Deshalb ist es eigentlich schade, dass dieser so wichtige Staatsvertrag, obwohl er natürlich auch nur ein Mosaikstein im Kampf gegen solche Entartungen ist, so wenig öffentliche Aufmerksamkeit findet. Ich meine, wir als Parlament

müssen auch einmal sagen: Man darf sich dem Thema nicht immer nur dann zuwenden, wenn das Kind in den Brunnen gefallen ist, sondern dem Thema „Kinder- und Jugendmedienschutz“ muss dauerhaft unsere Aufmerksamkeit gelten. Das ist eine gesamtgesellschaftliche Aufgabe.

(Beifall bei der CDU und der FDP/DVP)

Deshalb ist es wichtig, dass wir nicht nur ankündigen, sondern auch handeln: in Zukunft absolutes Verbreitungsverbot für jugendgefährdende Angebote, klare Begrenzungen für entwicklungsbeeinträchtigende Angebote in Form von Zeitgrenzen oder technischen Vorkehrungen, Kombination von Aufsicht und Selbstkontrolle, massive Erhöhung der Bußgelder. Ich bin stolz darauf, dass Baden-Württemberg dies im Prozess durchgesetzt hat; Kollege Pauli hat es erwähnt.

Wir haben also jetzt erfolgreich einen weiteren Schritt gemacht, aber wir sind noch lange nicht am Ende. Wir müssen auch gegenüber dem Bundesgesetzgeber handeln. Deshalb habe ich wenig Verständnis dafür, verehrte Kolleginnen und Kollegen, dass eine Bundesratsinitiative, die auf Antrag Bayerns am 27. September vom Bundesrat mehrheitlich beschlossen worden ist, im Bundestag unlängst keine Mehrheit gefunden hat. Der Bundesrat begehrt vom Bundestag als nächsten Schritt ein absolutes Verbot von Killerspielen; der Bundesrat begehrt vom Bundestag ein Verbot für Darstellungen von Kindern und Jugendlichen in unnatürlicher, geschlechtsbetonter Körperhaltung auf Trägermedien und vieles andere mehr. Was machen denn die Anbieter? Die Anbieter verfremden und stellen nicht reale Kinder und Jugendliche dar, sondern Stellvertreter. Solche Darstellungen sind heute mit den digitalen Techniken möglich. Wir müssen jetzt weiter gehen. Ich kann nur darum bitten, für diese Aufgabe nicht alleine den Föderalismus in Anspruch zu nehmen, sondern dass auch der Bundesgesetzgeber handelt. Aber im Augenblick ist im Bundestag für die Beschlussfassung des Bundesrats keine Mehrheit in Sicht, weil gesagt wird, dass für derlei Dinge die polizeiliche Generalklausel ausreichen würde. Eine ganz sachliche und wichtige Maßnahme, die der Bundesrat beschlossen hat, findet zurzeit keine Mehrheit. Hier müssen wir weiterkommen.

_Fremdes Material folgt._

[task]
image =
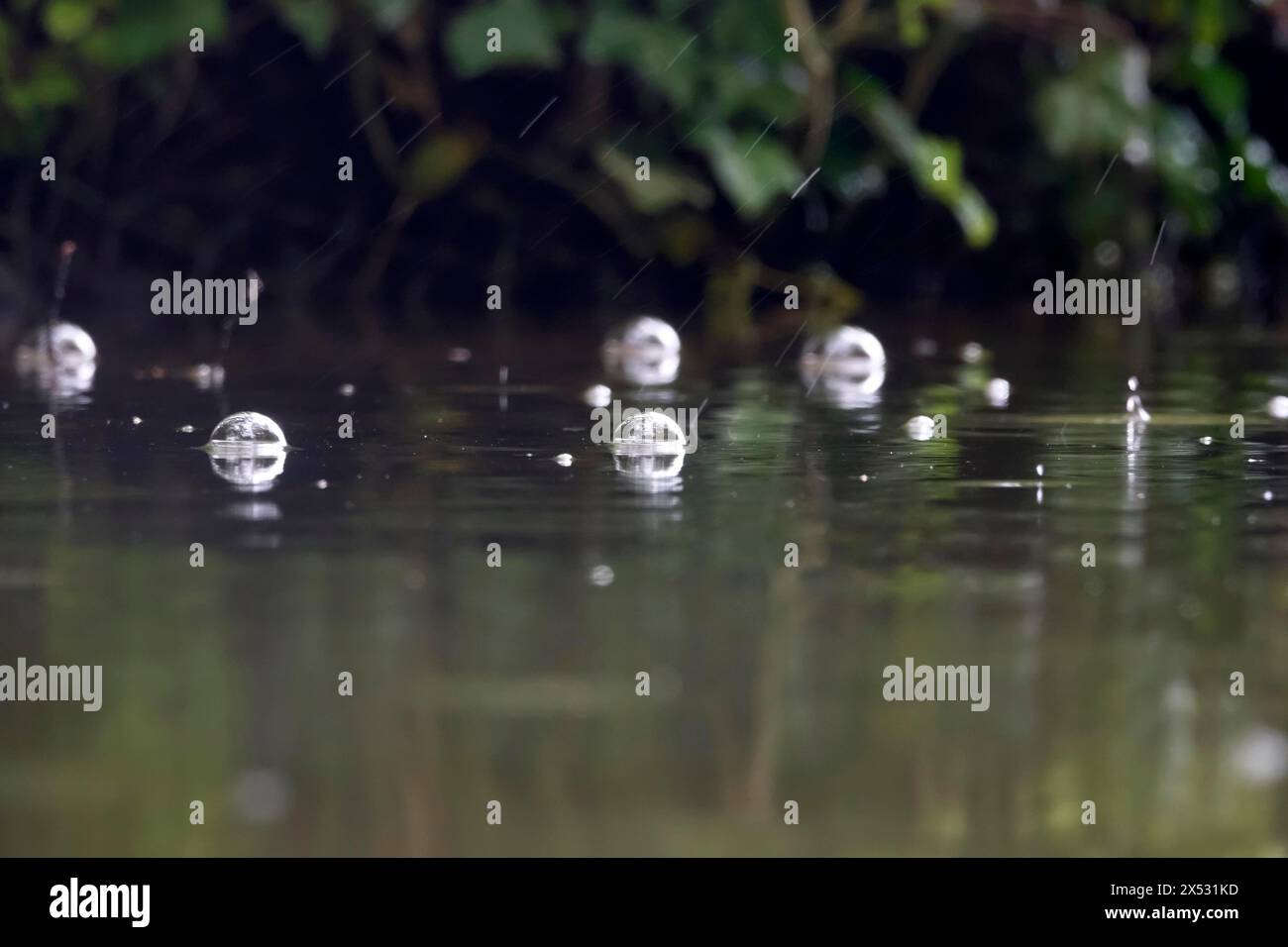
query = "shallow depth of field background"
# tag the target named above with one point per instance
(516, 684)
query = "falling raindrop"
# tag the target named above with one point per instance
(644, 351)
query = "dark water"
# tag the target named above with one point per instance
(518, 684)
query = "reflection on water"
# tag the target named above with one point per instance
(1109, 682)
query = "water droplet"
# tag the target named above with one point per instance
(999, 392)
(644, 351)
(65, 344)
(1261, 757)
(248, 432)
(1136, 410)
(848, 364)
(62, 360)
(250, 474)
(651, 432)
(921, 428)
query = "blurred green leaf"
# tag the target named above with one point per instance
(313, 21)
(67, 21)
(527, 39)
(660, 52)
(918, 154)
(441, 161)
(751, 174)
(146, 30)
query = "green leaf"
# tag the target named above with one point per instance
(661, 53)
(918, 155)
(526, 38)
(441, 161)
(751, 174)
(147, 30)
(313, 21)
(67, 21)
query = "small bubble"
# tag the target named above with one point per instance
(999, 392)
(921, 428)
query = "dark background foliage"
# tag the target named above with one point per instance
(215, 161)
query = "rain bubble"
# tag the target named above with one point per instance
(248, 450)
(250, 474)
(849, 363)
(60, 359)
(999, 392)
(644, 351)
(661, 472)
(248, 432)
(921, 428)
(64, 344)
(651, 432)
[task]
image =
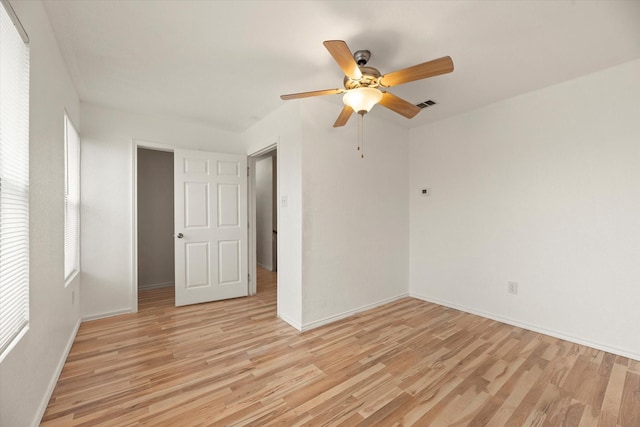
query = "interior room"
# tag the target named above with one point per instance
(411, 262)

Wir müssen auch im Land bei einer Vielzahl von einzelnen Bausteinen weitermachen. Ich will in aller Kürze ein paar Themen ansprechen. Wir brauchen einen erweiterten Einsatz von Filter-Software. Heute gibt es gute Systeme. Die Schulen sind relativ sauber; wenn kein Fehler passiert, kommt keine Darstellung in eine Schule, die man nicht haben möchte. Wir müssen diese Filter-Software in Zukunft zusammen mit den Kommunen auch in den Jugendeinrichtungen einsetzen, dort, wo öffentliche Zugänge für junge Menschen vorhanden sind. Wir brauchen eine Beschleunigung von Maßnahmen gegen unzulässige Angebote. Ich habe eine Taskforce mit Vertretern aus den zuständigen Ministerien, der Kriminalpolizei und den Jugendschutzstellen eingerichtet, die weiter gehende Vorschläge erarbeitet. Wir brauchen auch – das ist gesagt worden und ist völlig richtig – mehr die Prävention. Wir haben jetzt über die Landesstiftung 2,5 Millionen € für die Stärkung der Medienkompetenz von Jugendlichen zur Verfügung gestellt. Das ist auch wieder ein Beispiel dafür, dass man heute nur noch dann flexibel reagieren kann, wenn man mit der Landes

(Minister Dr. Christoph Palmer)

stiftung handeln und wenn man auf sie für gute, neue Aufgaben zurückgreifen kann.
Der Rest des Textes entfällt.